Kelly Clarkson podwiązała sobie jajowody. Nie chce więcej dzieci. "Ciąża to okropieństwo. Nie ma w tym nic pięknego"

Kelly Clarkson źle zniosła dwie ciąże, dlatego podjęła bardzo kontrowersyjną decyzję: podwiązała sobie jajowody.

Wiele kobiet marzy o urodzeniu dziecka i traktuje to jako błogosławieństwo. Z tego szeregu wyłamuje się jednak Kelly Clarskon, która ciążę wspomina jako traumatyczne doświadczenie. Gwiazda oświadczyła, że nie chce mieć już więcej dzieci i podjęła w tym celu wszystkie możliwe kroki, nawet te najbardziej drastyczne. Zdecydowała się na podwiązanie jajowodów, a swojego męża, Brandona Blackstocka, namówiła do poddania się zabiegowi  wazektomii.
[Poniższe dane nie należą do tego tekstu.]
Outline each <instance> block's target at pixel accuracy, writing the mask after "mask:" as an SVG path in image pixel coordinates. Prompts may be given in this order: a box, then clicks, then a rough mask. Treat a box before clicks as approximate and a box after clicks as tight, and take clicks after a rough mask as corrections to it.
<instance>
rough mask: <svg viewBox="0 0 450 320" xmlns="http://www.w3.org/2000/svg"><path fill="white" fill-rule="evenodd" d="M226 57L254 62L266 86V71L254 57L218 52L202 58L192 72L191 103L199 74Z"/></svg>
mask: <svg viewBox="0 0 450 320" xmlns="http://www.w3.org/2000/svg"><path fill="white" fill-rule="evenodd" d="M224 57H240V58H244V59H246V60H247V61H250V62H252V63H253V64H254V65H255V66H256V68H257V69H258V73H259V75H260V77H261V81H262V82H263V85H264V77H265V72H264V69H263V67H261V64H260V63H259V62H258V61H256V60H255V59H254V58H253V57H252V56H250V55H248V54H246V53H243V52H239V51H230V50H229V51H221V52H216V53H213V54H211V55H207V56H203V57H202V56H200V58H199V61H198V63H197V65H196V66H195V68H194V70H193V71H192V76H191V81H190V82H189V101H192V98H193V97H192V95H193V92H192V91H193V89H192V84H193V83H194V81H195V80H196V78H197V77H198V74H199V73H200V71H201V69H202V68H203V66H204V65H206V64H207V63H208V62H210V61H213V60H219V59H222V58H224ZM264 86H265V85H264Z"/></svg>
Rozmawiając na ten temat z Jenny McCarthy w trakcie audycji radiowej "The Jenny McCarthy Show", gwiazda nie przebierała w słowach:

To jest okropieństwo. Nie ma w tym nic pięknego, ani nic magicznego. Jeśli to ty jesteś w ciąży - cieszę się razem z tobą. Ale ja każdego dnia będę przypominać swoim dzieciom, przez co musiałam przejść.
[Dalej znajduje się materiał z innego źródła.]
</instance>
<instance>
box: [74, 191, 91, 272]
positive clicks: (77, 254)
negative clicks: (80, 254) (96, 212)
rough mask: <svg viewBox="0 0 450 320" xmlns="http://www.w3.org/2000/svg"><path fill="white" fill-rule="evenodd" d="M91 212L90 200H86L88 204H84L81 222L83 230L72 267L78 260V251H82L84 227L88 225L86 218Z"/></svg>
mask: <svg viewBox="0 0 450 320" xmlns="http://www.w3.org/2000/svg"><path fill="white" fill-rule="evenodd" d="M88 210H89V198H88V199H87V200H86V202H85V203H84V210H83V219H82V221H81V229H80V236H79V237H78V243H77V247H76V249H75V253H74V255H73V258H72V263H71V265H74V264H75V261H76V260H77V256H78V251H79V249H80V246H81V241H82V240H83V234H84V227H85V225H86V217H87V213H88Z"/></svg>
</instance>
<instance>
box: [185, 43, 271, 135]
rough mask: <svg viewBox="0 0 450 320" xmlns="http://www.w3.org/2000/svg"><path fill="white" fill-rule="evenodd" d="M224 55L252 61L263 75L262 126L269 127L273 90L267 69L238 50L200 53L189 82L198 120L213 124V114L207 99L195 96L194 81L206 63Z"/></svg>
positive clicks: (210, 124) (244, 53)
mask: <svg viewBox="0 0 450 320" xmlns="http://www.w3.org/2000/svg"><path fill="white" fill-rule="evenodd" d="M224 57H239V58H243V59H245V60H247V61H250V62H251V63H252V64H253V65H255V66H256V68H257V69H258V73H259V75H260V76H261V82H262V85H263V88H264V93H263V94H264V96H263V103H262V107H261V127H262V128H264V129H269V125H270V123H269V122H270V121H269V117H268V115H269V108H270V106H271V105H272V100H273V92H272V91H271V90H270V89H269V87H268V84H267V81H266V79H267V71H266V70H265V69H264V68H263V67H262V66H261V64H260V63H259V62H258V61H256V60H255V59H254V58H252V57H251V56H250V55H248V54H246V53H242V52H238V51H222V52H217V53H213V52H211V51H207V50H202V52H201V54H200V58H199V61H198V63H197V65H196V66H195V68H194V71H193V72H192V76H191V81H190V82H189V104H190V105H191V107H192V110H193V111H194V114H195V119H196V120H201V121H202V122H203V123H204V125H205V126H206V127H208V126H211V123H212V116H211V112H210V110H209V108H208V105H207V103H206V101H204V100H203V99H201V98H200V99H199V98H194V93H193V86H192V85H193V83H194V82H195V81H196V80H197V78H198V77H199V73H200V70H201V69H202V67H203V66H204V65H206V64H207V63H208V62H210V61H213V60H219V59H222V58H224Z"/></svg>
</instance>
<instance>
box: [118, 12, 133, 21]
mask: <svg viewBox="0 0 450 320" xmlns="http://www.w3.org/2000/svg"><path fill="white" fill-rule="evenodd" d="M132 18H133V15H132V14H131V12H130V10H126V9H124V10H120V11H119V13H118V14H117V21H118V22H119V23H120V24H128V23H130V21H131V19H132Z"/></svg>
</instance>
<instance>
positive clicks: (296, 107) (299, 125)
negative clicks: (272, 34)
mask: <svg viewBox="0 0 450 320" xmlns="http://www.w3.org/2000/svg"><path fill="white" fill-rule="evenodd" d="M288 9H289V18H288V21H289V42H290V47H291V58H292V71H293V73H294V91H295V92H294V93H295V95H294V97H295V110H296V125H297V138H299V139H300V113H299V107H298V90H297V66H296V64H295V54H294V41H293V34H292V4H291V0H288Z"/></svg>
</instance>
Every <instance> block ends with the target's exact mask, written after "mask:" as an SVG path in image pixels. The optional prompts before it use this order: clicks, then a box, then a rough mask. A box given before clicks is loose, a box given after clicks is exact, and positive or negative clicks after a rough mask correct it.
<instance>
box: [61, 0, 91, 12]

Clarkson wydaje się być w swoim postanowieniu bardzo zdeterminowana:

To już nigdy nie może mi się przytrafić. Jeśli coś się stanie, to będzie prawdziwy cud boży. Dosłownie, powiedziałam mojemu ginekologowi i położnej na porodówce - jeśli jeszcze raz zajdę w ciążę - znajdę was!

Zagraniczne media były zachwycone jej wyznaniem. Jak czytamy na Glamour.com:

W trakcie porodu pocisz się i wszystko cię boli. To właśnie ta mniej przyjemna część, która dotyczy wszystkich kobiet, spodziewających się dziecka. Wiele kobiet wstydzi się o tym mówić, bo myśli, że to z nimi jest coś nie tak, a ich ciąże nie spełniają idealnych wyobrażeń na ten temat. Dziękujemy ci, Królowo Kelly Clarkson za przypomnienie, że wszystkie ciążę należy traktować jako ogromny triumf.

Podobny komentarz możemy przeczytać na Self.com:

To bardzo ważne, by pamiętać, że komplikacje w trakcie ciąży często się zdarzają i nie powinny mieć one wpływu na to, jak myślimy o sobie jako o rodzicach. Bycie szczerym na temat trudności znoszenia ciąży i porodu wcale nie oznacza, że kocha się mniej swoje dzieci. Szczerość na temat własnych doświadczeń może pomóc innym przyszłym mamom, które w przyszłości mogą doświadczyć tych samych problemów.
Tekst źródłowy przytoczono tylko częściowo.